Cependant, à magasins comparables et hors essence, les ventes totales du groupe ont limité leur progression à 1,2% l'an dernier.

En France, Auchan est parvenu à stabiliser les ventes de ses hypermarchés (+0,3%), son principal format, faisant mieux que ses concurrents Carrefour et Casino. Carrefour a vu les ventes de ses hypers reculer de 2,0% à données comparables et hors essence, et Casino a vu les siennes chuter de 6,7%.

Auchan fait cependant moins bien que le groupement d'indépendants Système U, dont les ventes ont progressé de 3,3% à surfaces constantes l'an dernier mais dont les formats sont plus diversifiés, notamment dans la proximité.

Leclerc, numéro deux derrière Carrefour, ne divulgue pas quant à lui l'évolution de ses ventes à surfaces comparables.

L'Ebitda d'Auchan a progressé de 6,9% à 2,54 milliards d'euros en 2012 grâce à la maîtrise des coûts mais le résultat opérationnel courant a accusé un repli de 3,4% à 1,3 milliard sous le coup de dépréciations d'actifs.

"Au regard de la conjoncture, j'estime que ces résultats sont plus que résistants et constituent une bonne performance", souligne dans un communiqué Vianney Mulliez, président du conseil d'administration, précisant cependant que "2013 s'annonce comme une année encore difficile".

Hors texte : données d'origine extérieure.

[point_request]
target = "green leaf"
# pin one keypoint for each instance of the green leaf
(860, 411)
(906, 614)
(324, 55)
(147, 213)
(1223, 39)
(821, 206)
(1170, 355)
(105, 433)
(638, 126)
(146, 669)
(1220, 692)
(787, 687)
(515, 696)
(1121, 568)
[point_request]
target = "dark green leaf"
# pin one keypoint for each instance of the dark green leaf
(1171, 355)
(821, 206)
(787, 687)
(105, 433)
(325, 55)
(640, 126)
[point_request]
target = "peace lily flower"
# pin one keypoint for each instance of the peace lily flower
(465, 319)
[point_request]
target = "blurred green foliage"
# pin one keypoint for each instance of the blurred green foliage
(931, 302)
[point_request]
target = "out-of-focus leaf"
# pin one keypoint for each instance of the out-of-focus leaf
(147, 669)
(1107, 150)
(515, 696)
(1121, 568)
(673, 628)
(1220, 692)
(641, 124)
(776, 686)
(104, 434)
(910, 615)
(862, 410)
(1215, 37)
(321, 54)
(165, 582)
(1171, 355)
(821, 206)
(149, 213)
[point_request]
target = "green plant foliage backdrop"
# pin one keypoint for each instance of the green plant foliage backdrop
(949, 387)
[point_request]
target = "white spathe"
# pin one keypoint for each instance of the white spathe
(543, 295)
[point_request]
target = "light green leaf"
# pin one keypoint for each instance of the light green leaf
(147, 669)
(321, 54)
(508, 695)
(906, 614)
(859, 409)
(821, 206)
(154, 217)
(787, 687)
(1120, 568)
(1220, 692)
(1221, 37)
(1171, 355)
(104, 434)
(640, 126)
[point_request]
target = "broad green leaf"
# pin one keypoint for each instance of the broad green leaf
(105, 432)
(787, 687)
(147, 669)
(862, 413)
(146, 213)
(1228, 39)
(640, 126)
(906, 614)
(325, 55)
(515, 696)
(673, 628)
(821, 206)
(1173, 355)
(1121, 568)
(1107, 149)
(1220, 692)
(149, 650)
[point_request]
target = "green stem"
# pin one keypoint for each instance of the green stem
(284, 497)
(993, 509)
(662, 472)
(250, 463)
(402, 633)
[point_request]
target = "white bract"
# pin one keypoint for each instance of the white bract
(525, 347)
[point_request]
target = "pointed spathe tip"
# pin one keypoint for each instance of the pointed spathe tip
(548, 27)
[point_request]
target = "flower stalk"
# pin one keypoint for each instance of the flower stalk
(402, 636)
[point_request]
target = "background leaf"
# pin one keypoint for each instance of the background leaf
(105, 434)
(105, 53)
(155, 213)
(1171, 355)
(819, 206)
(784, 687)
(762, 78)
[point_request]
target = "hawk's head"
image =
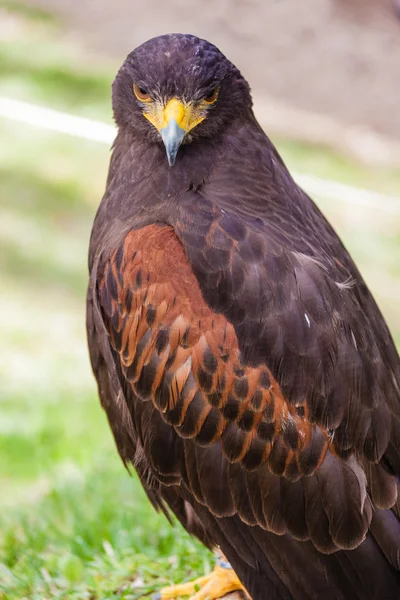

Le résultat net part du groupe a chuté de 19% à 656 millions d'euros en raison d'importants éléments exceptionnels, notamment des plus-values enregistrées en 2011 et liées à l'introduction en Bourse de sa coentreprise chinoise Sun Art Retail. Retraité des éléments exceptionnels, le résultat net des activités poursuivies ressortirait en hausse de 6,8%.

L'endettement net a grimpé de 42% à 3,2 milliards d'euros (représentant 32% des capitaux propres) avec le rachat de 49% de GCI en Italie et celui d'hypermarchés de l'allemand Metro en Europe centrale et orientale.